Searching for all confirmed tandem splice sites in the gene HHIP (hedgehog interacting protein) in human leads to the result page shown in Figure 3: HHIP has one confirmed Δ4 tandem acceptor event, with the upstream and downstream acceptor supported by 30 and 34 ESTs/mRNAs, respectively. The event is predicted to lead to targeting by NMD according to one of the representative transcripts (uc003ijs.1, NM_022475), but not according to the other (uc003ijr.1).

Figure 3
figure 3

Result page for all confirmed tandem splice sites in the human HHIP gene.

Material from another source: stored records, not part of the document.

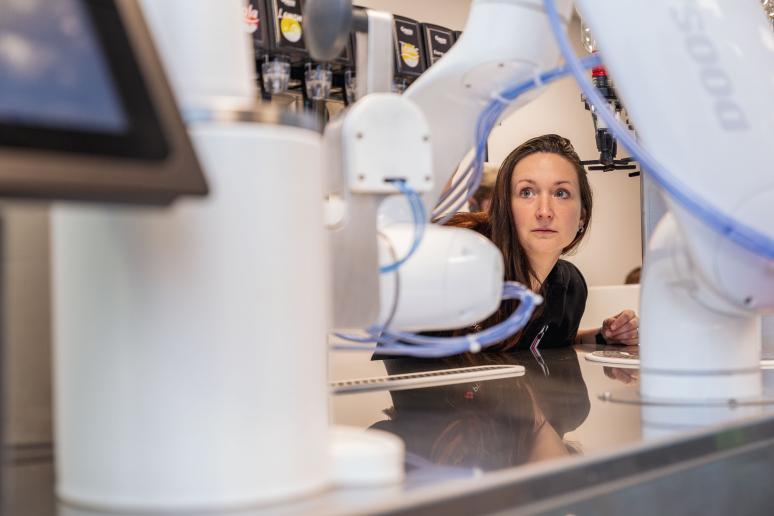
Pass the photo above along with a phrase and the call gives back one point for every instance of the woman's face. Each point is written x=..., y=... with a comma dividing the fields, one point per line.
x=545, y=204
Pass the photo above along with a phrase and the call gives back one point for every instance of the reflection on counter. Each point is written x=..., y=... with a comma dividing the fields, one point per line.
x=488, y=425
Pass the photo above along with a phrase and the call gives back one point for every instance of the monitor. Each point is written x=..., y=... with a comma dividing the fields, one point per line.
x=86, y=112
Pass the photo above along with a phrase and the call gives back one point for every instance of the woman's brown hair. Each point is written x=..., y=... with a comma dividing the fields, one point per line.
x=498, y=224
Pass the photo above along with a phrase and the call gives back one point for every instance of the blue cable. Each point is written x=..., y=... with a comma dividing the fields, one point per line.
x=484, y=125
x=739, y=233
x=418, y=212
x=409, y=344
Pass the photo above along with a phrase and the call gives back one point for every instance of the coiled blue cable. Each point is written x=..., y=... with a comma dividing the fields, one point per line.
x=484, y=125
x=418, y=213
x=739, y=233
x=410, y=344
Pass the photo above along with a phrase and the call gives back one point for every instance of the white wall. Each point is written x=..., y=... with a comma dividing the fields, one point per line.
x=613, y=245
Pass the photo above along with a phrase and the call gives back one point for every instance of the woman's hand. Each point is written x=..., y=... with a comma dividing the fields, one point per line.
x=623, y=328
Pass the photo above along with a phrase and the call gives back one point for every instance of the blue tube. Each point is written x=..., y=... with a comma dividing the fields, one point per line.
x=484, y=125
x=418, y=212
x=739, y=233
x=409, y=344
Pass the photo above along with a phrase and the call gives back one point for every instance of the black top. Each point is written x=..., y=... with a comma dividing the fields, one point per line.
x=566, y=294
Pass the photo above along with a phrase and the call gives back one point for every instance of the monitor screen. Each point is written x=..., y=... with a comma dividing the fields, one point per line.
x=54, y=72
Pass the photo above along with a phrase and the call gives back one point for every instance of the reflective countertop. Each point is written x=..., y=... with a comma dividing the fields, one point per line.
x=552, y=430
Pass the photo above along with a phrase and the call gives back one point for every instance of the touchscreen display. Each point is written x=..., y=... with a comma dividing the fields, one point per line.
x=52, y=69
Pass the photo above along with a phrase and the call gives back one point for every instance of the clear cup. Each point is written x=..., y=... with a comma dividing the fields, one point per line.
x=318, y=79
x=350, y=86
x=399, y=86
x=275, y=74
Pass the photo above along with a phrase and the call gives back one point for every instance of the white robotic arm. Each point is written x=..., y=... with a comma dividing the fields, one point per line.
x=709, y=268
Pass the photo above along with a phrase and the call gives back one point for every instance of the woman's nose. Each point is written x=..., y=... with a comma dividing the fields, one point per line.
x=544, y=208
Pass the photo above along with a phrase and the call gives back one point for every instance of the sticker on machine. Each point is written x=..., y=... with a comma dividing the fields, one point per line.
x=290, y=28
x=409, y=54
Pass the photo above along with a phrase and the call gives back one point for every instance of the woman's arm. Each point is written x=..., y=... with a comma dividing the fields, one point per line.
x=587, y=336
x=622, y=328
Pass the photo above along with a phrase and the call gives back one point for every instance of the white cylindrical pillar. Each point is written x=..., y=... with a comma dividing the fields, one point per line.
x=190, y=351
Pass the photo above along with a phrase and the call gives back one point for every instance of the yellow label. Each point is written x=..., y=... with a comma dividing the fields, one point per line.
x=410, y=54
x=290, y=29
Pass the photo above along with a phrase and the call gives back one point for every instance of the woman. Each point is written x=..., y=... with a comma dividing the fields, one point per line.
x=541, y=210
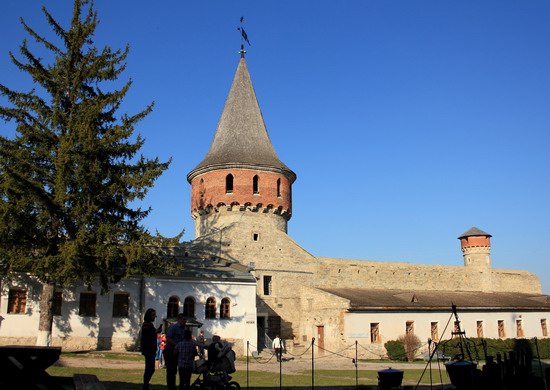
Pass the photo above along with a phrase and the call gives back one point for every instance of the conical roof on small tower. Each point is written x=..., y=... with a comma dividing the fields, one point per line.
x=241, y=139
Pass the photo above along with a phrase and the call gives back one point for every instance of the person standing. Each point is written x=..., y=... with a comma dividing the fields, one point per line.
x=201, y=340
x=278, y=347
x=148, y=345
x=174, y=335
x=186, y=350
x=213, y=350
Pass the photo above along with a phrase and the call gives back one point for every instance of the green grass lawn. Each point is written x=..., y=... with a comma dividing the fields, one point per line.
x=115, y=379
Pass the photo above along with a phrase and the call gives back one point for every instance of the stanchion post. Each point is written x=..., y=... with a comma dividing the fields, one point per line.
x=279, y=356
x=312, y=363
x=356, y=370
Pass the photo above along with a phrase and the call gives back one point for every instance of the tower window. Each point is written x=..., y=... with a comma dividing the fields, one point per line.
x=501, y=330
x=57, y=303
x=172, y=309
x=434, y=331
x=255, y=185
x=121, y=305
x=224, y=309
x=189, y=307
x=210, y=309
x=267, y=284
x=479, y=325
x=229, y=184
x=87, y=305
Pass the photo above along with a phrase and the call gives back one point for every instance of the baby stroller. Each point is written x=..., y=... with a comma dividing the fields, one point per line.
x=216, y=377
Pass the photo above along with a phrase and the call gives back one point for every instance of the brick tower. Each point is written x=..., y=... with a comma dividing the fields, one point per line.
x=476, y=248
x=241, y=174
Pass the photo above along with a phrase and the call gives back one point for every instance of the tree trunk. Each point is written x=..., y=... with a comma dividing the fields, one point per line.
x=44, y=337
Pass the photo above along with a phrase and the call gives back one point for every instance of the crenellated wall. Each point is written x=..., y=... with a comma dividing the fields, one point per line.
x=380, y=275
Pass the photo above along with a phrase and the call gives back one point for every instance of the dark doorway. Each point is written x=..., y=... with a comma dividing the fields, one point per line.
x=261, y=333
x=320, y=338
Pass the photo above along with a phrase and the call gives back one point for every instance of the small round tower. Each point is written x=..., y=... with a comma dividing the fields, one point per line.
x=476, y=248
x=241, y=180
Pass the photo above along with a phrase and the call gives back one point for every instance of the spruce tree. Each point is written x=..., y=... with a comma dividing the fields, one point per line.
x=70, y=177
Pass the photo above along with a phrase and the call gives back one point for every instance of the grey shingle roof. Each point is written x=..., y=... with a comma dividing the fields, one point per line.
x=407, y=300
x=474, y=232
x=241, y=139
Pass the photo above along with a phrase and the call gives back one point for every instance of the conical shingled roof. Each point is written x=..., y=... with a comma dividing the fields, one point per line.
x=474, y=232
x=241, y=139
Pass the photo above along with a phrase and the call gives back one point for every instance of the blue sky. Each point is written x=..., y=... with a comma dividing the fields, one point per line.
x=407, y=122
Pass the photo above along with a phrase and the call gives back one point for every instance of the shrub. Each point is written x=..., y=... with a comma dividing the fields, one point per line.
x=395, y=350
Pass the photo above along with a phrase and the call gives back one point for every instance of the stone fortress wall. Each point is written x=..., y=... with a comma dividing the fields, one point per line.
x=385, y=275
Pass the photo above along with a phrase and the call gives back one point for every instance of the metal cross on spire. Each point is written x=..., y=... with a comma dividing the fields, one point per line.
x=244, y=38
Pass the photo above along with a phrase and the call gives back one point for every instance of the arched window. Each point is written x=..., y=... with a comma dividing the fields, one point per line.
x=224, y=309
x=189, y=307
x=229, y=184
x=255, y=185
x=172, y=309
x=210, y=309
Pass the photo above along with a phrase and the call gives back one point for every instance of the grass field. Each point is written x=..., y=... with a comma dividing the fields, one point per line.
x=115, y=379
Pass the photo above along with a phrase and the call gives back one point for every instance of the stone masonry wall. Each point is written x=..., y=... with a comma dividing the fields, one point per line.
x=379, y=275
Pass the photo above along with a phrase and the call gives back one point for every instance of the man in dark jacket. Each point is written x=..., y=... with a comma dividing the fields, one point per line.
x=148, y=345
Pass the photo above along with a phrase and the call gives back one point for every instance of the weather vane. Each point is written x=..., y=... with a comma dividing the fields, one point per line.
x=244, y=38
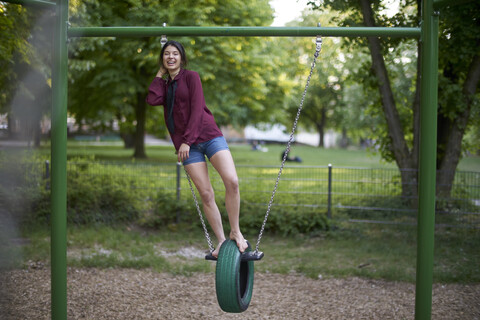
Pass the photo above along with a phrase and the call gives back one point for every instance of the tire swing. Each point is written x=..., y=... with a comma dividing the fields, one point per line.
x=234, y=270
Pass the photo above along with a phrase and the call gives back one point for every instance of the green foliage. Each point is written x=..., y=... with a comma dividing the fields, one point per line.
x=234, y=71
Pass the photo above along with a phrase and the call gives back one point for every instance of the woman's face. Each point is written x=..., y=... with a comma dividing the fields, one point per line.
x=172, y=59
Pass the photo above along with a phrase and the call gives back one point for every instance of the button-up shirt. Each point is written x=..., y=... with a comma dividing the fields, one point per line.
x=194, y=123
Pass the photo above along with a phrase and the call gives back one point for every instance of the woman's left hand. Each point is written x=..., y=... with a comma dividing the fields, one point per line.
x=183, y=152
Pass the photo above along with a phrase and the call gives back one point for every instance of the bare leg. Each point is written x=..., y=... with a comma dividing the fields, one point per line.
x=222, y=161
x=199, y=174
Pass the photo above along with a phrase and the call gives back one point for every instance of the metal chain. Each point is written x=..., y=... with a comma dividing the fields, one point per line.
x=315, y=56
x=207, y=235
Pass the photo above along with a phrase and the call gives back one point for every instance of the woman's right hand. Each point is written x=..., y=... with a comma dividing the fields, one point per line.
x=161, y=72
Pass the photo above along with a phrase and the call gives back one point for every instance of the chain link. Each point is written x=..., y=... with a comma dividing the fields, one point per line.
x=207, y=235
x=285, y=155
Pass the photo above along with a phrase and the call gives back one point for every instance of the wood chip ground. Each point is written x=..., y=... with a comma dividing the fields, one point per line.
x=144, y=294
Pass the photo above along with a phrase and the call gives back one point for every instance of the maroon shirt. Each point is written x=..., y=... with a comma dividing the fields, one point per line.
x=194, y=123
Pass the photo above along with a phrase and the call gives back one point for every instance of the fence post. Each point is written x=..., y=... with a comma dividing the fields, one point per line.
x=329, y=212
x=179, y=188
x=47, y=175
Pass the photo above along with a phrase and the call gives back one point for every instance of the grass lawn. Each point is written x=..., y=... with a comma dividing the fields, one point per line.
x=346, y=250
x=351, y=250
x=242, y=153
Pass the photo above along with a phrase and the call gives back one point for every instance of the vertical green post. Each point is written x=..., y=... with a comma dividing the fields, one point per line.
x=59, y=165
x=427, y=163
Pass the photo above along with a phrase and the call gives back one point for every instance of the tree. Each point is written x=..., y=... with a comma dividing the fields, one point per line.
x=233, y=70
x=25, y=47
x=402, y=142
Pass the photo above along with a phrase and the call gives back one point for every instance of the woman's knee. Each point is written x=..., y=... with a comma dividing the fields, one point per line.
x=232, y=184
x=208, y=196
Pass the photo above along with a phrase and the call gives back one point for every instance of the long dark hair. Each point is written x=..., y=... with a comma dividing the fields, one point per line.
x=180, y=49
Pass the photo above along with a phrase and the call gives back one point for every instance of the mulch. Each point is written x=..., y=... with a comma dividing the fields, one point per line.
x=145, y=294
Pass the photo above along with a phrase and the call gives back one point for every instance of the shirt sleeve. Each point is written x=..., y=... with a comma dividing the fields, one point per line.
x=197, y=104
x=157, y=92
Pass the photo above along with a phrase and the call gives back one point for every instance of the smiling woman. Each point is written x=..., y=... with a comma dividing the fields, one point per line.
x=195, y=135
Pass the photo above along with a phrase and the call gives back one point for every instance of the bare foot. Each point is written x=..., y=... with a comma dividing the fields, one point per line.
x=217, y=249
x=240, y=240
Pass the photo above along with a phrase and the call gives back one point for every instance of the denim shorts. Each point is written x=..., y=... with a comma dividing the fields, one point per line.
x=208, y=148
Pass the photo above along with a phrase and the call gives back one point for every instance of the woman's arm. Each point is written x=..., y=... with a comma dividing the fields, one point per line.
x=197, y=104
x=157, y=90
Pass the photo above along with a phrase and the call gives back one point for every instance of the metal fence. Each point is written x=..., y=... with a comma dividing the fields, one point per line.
x=354, y=194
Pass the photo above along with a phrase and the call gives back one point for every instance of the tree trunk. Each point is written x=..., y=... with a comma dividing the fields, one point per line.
x=140, y=113
x=399, y=146
x=453, y=146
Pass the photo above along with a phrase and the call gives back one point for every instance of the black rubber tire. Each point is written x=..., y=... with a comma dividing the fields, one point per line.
x=233, y=278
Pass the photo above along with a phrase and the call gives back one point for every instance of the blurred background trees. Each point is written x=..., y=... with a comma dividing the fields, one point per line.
x=248, y=81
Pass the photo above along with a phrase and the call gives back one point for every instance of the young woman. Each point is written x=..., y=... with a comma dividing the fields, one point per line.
x=195, y=135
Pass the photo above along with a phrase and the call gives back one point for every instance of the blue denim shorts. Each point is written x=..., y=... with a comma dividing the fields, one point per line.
x=208, y=148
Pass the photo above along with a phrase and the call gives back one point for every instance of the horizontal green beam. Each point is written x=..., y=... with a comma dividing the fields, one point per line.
x=131, y=32
x=33, y=3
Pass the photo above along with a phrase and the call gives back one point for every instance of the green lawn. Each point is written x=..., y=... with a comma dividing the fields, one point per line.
x=242, y=153
x=345, y=250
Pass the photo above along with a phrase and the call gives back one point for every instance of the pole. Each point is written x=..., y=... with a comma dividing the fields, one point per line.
x=59, y=165
x=427, y=161
x=244, y=31
x=329, y=210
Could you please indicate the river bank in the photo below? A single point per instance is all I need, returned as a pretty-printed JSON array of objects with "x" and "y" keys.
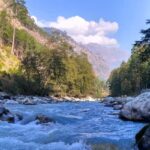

While AS has now been established as a widespread phenomenon and a substantial contributor to the complexity of eukaryotic transcriptomes and proteomes, it is still a matter of great debate as to how many AS events are truly functional [912, 27, 28]. The literature regarding this question is the motivation behind providing the options for searching by splice site score difference and minor isoform ratio in TassDB2. It has been observed that comparable splice site strength is often indicative of both splice sites in a tandem being used, whereas a higher fraction of ESTs/mRNA supporting the minor isoform is a good test of whether the event is likely to be genuine AS events rather than just noise [29, 30]. As an example, searching for all confirmed tandem splicing events with a minor isoform ratio of ≥ 0.45 yields 300 results, and increasing the threshold of supporting ESTs/mRNAs to ≥ 10 for each variant yields 170 results.

The TassDB2 resource also includes the BayNAGNAG webserver (available at http://www.tassdb.info/baynagnag/), which uses Bayesian networks to predict the splicing outcome at NAGNAG tandem splice sites in an EST/mRNA independent way based on splice site features [26].

Conclusions

TassDB2 is a comprehensive resource for information regarding subtle AS. Users can easily search for individual genes, as well as by various criteria corresponding to different features of the tandem splice sites. Some of the criteria can be used to enrich for splicing events which are likely to have functional significance. The results can be downloaded for further exploration, and flat files have also been made available for those who wish to carry out their own large-scale bioinformatics studies (see Additional files 2 and 3 for all confirmed subtle AS events in Human and Mouse, respectively). Thus TassDB2 should be a very useful resource for scientists interested in subtle AS.

Availability and requirements

TassDB2 is freely available for online use at http://www.tassdb.info

TassDB2 can be used via any standard internet browser.